Finaly, let's **reverse geocode those candidate area centers to get the addresses** which can be presented to stakeholders.

![image.png](attachment:image.png)

This concludes our analysis. We have created 12 addresses representing centers of zones containing locations with low number of restaurants and no Indian restaurants nearby, all zones being somewhat farther to city center (all about 9km from Howard Center. Although zones are shown on map with a radius of ~500 meters (green circles), their shape is actually very irregular and their centers/addresses should be considered only as a starting point for exploring area neighborhoods in search for potential restaurant locations. All of the zones are located in Oakland Mills, somewhat close to Howard County center.

## Results and Discussion <a name="results"></a>

Our analysis shows that there are not a great number of restaurants in Howard (82 in our area of interest which was 6x6km around Howard center). There are multiple pockets of low restaurant density across the Howard county. Highest concentration of restaurants was detected west and south-east from Howard Center, so we focused our attention to areas south-west and north, corresponding to neighborhoods Hickory ridge and  Oakland Mills. We continued with these 2 neighborhoods.

After directing our attention to this more narrow area of interest (covering approx. 5x5km south-west from Howard center) we first created a dense grid of location candidates (spaced 100m appart); those locations were then filtered so that those with more than two restaurants in radius of 1000m and those with an Indian restaurant closer than 1000m were removed.

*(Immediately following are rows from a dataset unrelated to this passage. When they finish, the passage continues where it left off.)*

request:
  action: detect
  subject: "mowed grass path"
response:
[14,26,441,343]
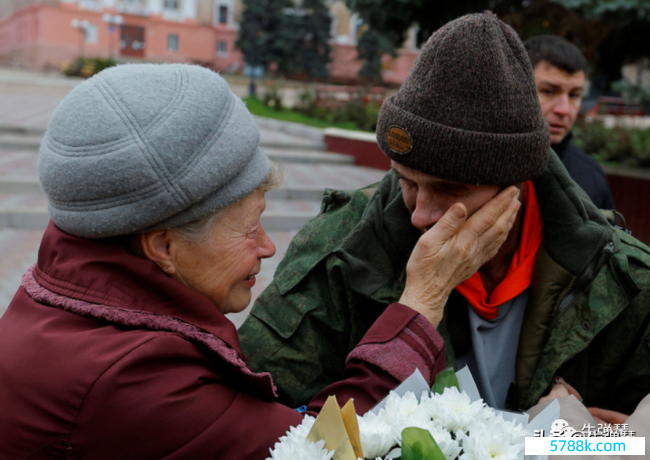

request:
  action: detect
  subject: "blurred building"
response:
[0,0,242,70]
[0,0,418,84]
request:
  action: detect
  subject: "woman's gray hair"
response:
[172,161,284,244]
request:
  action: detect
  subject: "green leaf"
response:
[402,427,446,460]
[433,367,460,395]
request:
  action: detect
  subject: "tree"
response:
[298,0,332,78]
[237,0,331,78]
[237,0,294,75]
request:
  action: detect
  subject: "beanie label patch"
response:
[386,126,413,155]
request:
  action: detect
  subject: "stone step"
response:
[261,145,354,165]
[0,131,42,152]
[0,193,320,231]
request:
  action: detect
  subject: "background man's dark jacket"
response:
[551,133,615,209]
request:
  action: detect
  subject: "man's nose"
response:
[553,94,571,116]
[411,197,445,232]
[259,229,275,259]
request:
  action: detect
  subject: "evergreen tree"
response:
[237,0,331,78]
[298,0,332,79]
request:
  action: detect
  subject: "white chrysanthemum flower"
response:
[267,436,334,460]
[357,412,396,458]
[457,420,524,460]
[266,415,334,460]
[378,391,431,439]
[423,387,494,433]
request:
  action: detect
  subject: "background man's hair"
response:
[524,35,587,73]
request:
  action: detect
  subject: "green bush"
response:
[573,121,650,167]
[263,83,283,112]
[61,57,117,78]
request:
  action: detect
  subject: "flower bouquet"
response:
[270,369,528,460]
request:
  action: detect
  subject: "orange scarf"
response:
[456,181,542,320]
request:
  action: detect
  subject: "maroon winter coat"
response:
[0,224,444,460]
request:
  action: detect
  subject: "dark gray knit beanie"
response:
[38,64,271,238]
[377,12,550,186]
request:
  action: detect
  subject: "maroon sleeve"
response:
[309,303,445,414]
[73,304,444,460]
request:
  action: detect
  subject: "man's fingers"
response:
[468,200,521,262]
[587,407,629,425]
[468,186,519,237]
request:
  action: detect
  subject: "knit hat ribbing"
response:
[38,64,271,238]
[377,12,550,186]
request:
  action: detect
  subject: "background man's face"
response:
[533,61,585,144]
[391,161,501,232]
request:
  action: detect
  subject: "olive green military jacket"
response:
[239,153,650,413]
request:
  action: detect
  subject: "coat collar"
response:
[27,222,276,400]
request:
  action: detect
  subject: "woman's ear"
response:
[140,229,176,276]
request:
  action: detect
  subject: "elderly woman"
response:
[0,65,518,460]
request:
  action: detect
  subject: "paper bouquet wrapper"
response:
[307,396,363,460]
[307,367,560,460]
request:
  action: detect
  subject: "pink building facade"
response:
[0,0,418,85]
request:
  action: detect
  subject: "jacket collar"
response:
[551,131,573,160]
[28,222,277,400]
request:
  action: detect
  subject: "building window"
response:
[213,0,235,26]
[219,5,228,24]
[84,23,97,43]
[167,34,178,51]
[217,40,228,56]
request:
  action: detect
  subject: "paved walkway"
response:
[0,69,384,326]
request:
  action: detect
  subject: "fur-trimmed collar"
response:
[22,265,277,401]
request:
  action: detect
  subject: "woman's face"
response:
[172,189,275,313]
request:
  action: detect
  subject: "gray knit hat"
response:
[377,12,550,186]
[38,64,271,238]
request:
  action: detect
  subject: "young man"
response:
[240,13,650,413]
[524,35,614,209]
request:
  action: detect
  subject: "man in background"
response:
[524,35,614,209]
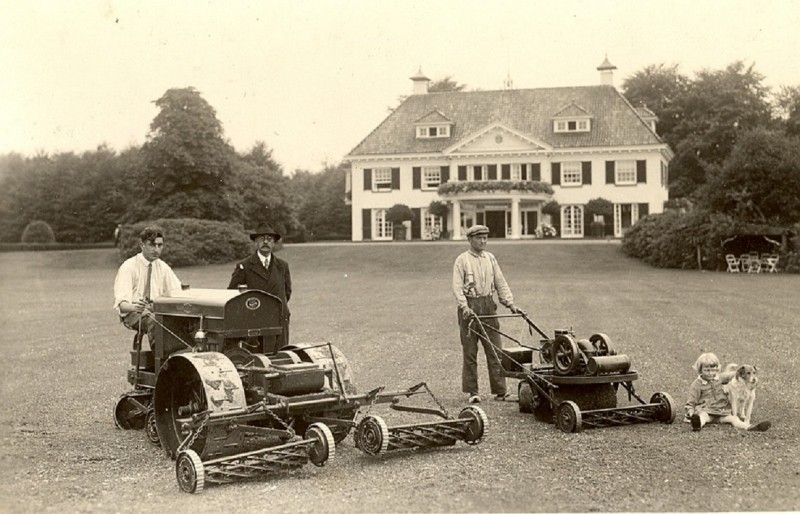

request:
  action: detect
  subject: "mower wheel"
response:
[354,415,389,455]
[517,380,536,414]
[306,423,336,467]
[553,334,581,375]
[175,450,206,494]
[650,392,678,425]
[556,400,583,433]
[458,405,489,445]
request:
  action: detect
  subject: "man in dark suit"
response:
[228,223,292,345]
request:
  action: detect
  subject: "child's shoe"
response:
[747,421,772,432]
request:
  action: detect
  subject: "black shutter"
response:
[361,209,372,241]
[550,162,561,186]
[531,162,542,182]
[636,161,647,184]
[581,161,592,184]
[364,168,372,191]
[606,161,614,184]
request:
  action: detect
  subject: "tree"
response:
[667,61,772,196]
[137,87,240,221]
[774,86,800,136]
[622,63,689,141]
[705,129,800,227]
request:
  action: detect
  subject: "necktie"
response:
[144,262,153,302]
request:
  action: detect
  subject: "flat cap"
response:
[467,225,489,237]
[250,223,281,241]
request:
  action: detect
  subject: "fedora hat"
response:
[467,225,489,237]
[250,223,281,242]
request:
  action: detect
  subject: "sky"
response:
[0,0,800,173]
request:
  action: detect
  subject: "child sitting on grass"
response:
[686,353,772,432]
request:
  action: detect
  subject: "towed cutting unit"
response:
[114,289,488,493]
[470,312,677,432]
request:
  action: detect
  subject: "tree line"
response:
[0,62,800,243]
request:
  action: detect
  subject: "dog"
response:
[724,364,758,424]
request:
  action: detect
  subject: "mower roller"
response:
[469,311,677,432]
[114,288,488,493]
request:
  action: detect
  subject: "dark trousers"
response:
[458,296,506,395]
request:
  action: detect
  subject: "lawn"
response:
[0,241,800,513]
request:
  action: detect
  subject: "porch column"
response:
[509,197,522,239]
[452,200,464,241]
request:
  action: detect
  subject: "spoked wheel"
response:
[153,352,247,459]
[556,400,583,433]
[458,405,489,445]
[175,450,206,494]
[517,380,536,414]
[144,409,161,448]
[589,334,617,356]
[354,415,389,455]
[114,393,152,430]
[553,334,581,375]
[650,392,678,425]
[306,423,336,467]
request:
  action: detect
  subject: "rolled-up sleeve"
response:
[453,254,467,307]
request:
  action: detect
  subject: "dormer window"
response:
[553,118,591,133]
[417,125,450,139]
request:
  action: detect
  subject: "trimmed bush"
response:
[21,220,56,243]
[119,218,254,268]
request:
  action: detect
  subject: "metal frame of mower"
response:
[470,311,677,432]
[114,288,488,493]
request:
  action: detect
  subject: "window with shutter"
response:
[636,161,647,184]
[581,161,592,185]
[364,168,372,191]
[550,162,561,186]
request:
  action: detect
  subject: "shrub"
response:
[21,220,56,243]
[119,218,254,267]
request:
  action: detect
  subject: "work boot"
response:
[689,414,703,432]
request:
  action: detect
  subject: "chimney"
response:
[597,55,617,86]
[410,66,431,95]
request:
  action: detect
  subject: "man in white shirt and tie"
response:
[114,226,181,342]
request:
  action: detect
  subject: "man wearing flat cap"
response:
[228,223,292,344]
[453,225,518,403]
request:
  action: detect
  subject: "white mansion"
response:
[345,59,673,241]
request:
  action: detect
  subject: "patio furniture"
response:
[739,253,750,273]
[725,253,740,273]
[747,253,761,273]
[761,253,780,273]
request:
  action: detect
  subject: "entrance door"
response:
[486,211,506,239]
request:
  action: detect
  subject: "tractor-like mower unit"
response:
[114,289,488,493]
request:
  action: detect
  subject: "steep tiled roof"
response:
[349,86,663,157]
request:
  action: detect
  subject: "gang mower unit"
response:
[470,312,677,432]
[114,289,488,493]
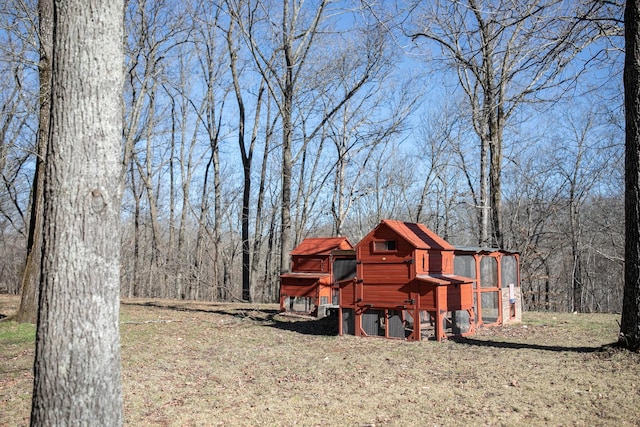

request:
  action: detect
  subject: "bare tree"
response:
[619,0,640,351]
[12,0,53,324]
[408,0,620,246]
[31,0,124,426]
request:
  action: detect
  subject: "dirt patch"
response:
[0,296,640,426]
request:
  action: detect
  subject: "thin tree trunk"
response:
[619,0,640,351]
[15,0,53,324]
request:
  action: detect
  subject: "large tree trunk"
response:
[31,0,124,426]
[16,0,53,323]
[620,0,640,351]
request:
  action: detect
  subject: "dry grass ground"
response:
[0,295,640,426]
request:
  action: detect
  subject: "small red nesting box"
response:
[280,237,356,316]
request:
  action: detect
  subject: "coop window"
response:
[373,240,396,252]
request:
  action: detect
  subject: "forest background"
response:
[0,0,624,312]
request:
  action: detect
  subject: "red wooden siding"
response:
[291,257,329,273]
[358,262,411,285]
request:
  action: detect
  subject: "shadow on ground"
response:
[121,301,338,336]
[444,337,614,353]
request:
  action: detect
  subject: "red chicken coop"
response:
[280,237,356,317]
[338,220,475,341]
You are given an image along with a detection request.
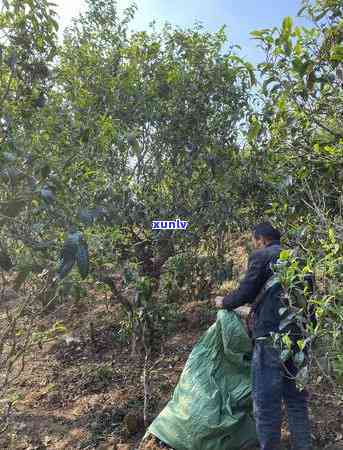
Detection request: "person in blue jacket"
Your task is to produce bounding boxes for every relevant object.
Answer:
[214,222,312,450]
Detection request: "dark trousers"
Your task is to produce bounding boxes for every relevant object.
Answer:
[252,342,312,450]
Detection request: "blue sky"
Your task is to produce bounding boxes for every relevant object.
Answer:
[55,0,307,63]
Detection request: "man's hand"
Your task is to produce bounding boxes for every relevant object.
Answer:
[214,297,224,309]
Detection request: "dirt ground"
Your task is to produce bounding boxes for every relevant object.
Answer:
[0,237,343,450]
[0,292,343,450]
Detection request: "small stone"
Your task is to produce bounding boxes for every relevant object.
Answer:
[124,413,144,434]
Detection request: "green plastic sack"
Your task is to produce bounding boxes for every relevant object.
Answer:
[144,310,257,450]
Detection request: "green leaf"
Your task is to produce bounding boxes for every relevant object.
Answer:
[282,16,293,35]
[280,349,292,363]
[294,352,305,367]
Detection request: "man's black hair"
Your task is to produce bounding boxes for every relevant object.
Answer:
[252,222,281,241]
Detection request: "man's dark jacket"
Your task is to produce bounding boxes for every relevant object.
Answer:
[223,241,282,338]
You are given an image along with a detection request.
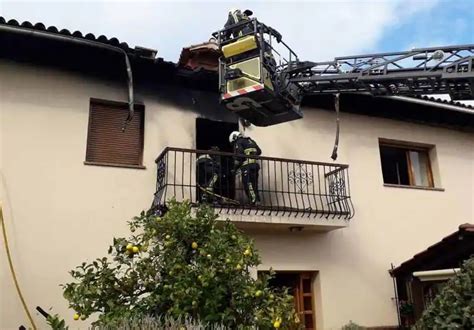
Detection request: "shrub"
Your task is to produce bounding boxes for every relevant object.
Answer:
[63,201,298,328]
[415,257,474,329]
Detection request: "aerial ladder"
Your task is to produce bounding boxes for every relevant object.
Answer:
[213,18,474,126]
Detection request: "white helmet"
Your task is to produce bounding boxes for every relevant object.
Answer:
[229,131,242,143]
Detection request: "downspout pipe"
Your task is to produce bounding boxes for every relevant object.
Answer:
[0,24,135,132]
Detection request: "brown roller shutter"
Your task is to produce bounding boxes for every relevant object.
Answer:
[86,99,144,167]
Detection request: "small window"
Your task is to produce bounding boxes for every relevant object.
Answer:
[84,99,144,168]
[380,142,434,187]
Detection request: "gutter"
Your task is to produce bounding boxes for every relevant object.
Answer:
[0,24,135,132]
[384,96,474,115]
[413,268,460,282]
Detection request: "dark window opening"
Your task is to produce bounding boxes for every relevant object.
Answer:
[379,143,434,187]
[260,272,315,329]
[85,99,145,168]
[196,118,239,199]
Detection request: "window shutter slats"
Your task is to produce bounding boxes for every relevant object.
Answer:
[86,100,144,166]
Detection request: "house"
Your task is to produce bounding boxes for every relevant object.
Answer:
[390,223,474,326]
[0,18,474,329]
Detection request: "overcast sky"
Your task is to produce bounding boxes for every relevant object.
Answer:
[0,0,474,61]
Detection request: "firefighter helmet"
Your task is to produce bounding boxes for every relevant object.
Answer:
[229,131,242,143]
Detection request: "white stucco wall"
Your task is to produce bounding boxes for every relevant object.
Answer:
[0,61,474,329]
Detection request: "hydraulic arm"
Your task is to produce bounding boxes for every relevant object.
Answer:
[213,19,474,126]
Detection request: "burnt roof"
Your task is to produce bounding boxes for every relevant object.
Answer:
[0,16,474,128]
[390,223,474,277]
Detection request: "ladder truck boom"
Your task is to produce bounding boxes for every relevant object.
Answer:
[213,19,474,126]
[287,45,474,100]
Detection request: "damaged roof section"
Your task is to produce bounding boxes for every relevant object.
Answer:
[178,40,221,72]
[0,17,474,132]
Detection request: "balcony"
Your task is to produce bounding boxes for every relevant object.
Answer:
[152,147,354,231]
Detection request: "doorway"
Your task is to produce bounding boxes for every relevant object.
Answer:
[269,272,316,329]
[196,118,239,199]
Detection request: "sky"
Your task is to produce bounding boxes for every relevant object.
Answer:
[0,0,474,62]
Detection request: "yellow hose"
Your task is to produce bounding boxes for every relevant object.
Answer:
[0,204,37,330]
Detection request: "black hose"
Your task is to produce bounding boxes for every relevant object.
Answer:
[331,93,339,160]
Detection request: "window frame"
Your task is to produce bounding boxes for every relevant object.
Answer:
[83,98,146,170]
[378,138,436,190]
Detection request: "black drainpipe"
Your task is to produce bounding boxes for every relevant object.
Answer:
[0,25,135,132]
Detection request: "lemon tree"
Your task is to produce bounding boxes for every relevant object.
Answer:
[63,201,298,329]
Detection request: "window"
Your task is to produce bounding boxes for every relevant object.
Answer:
[84,99,144,168]
[380,141,434,187]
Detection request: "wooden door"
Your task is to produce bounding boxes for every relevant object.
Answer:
[294,273,316,329]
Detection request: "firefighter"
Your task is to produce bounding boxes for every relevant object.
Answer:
[196,146,221,203]
[229,131,262,205]
[224,9,253,39]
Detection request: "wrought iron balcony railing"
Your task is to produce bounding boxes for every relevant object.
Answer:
[152,147,354,220]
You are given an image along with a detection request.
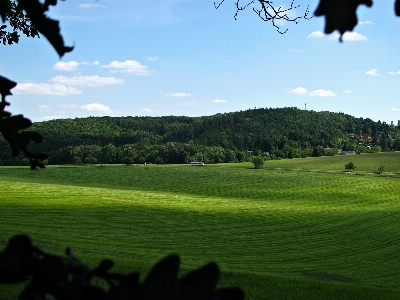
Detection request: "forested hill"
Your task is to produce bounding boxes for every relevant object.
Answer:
[0,108,400,165]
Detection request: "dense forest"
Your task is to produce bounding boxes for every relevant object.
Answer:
[0,108,400,165]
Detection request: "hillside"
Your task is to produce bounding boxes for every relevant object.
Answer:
[0,108,400,165]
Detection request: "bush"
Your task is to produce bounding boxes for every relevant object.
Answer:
[251,156,264,169]
[378,166,385,174]
[72,156,82,165]
[85,156,97,165]
[344,161,356,171]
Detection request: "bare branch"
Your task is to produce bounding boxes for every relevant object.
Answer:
[214,0,312,34]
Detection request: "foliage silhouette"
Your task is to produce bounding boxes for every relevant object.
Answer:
[0,235,244,300]
[214,0,400,42]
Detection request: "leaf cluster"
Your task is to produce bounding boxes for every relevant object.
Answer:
[0,0,39,45]
[0,235,244,300]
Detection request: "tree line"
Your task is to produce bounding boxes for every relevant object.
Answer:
[0,108,400,165]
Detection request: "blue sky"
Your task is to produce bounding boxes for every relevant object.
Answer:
[0,0,400,124]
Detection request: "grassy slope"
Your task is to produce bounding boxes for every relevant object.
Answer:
[264,152,400,173]
[0,156,400,299]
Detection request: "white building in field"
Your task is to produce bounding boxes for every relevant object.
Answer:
[340,150,356,155]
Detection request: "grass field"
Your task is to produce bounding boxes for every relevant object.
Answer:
[0,153,400,299]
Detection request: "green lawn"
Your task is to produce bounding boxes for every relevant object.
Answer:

Those location candidates were then clustered to create zones of interest which contain greatest number of location candidates. Addresses of centers of those zones were also generated using reverse geocoding to be used as markers/starting points for more detailed local analysis based on other factors.

Result of all this is 12 zones containing largest number of potential new restaurant locations based on number of and distance to existing venues - both restaurants in general and Indian restaurants particularly. This, of course, does not imply that those zones are actually optimal locations for a new restaurant! Purpose of this analysis was to only provide info on areas close to Howard center but not crowded with existing restaurants (particularly Indian) - it is entirely possible that there is a very good reason for small number of restaurants in any of those areas, reasons which would make them unsuitable for a new restaurant regardless of lack of competition in the area. Recommended zones should therefore be considered only as a starting point for more detailed analysis which could eventually result in location which has not only no nearby competition but also other factors taken into account and all other relevant conditions met.

## Conclusion <a name="conclusion"></a>

Purpose of this project was to identify areas near Howard County center with low number of restaurants (particularly Indian restaurants) in order to aid stakeholders in narrowing down the search for optimal location for a new Indian restaurant. By calculating restaurant density distribution from Foursquare data we have first identified general neighborhoods that justify further analysis (Hickory Ridge and Oakland Mills), and then generated extensive collection of locations which satisfy some basic requirements regarding existing nearby restaurants. Clustering of those locations was then performed in order to create major zones of interest (containing greatest number of potential locations) and addresses of those zone centers were created to be used as starting points for final exploration by stakeholders.

Final decission on optimal restaurant location will be made by stakeholders based on specific characteristics of neighborhoods and locations in every recommended zone, taking into consideration additional factors like attractiveness of each location (proximity to park or water), levels of noise / proximity to major roads, real estate availability, prices, social and economic dynamics of every neighborhood etc.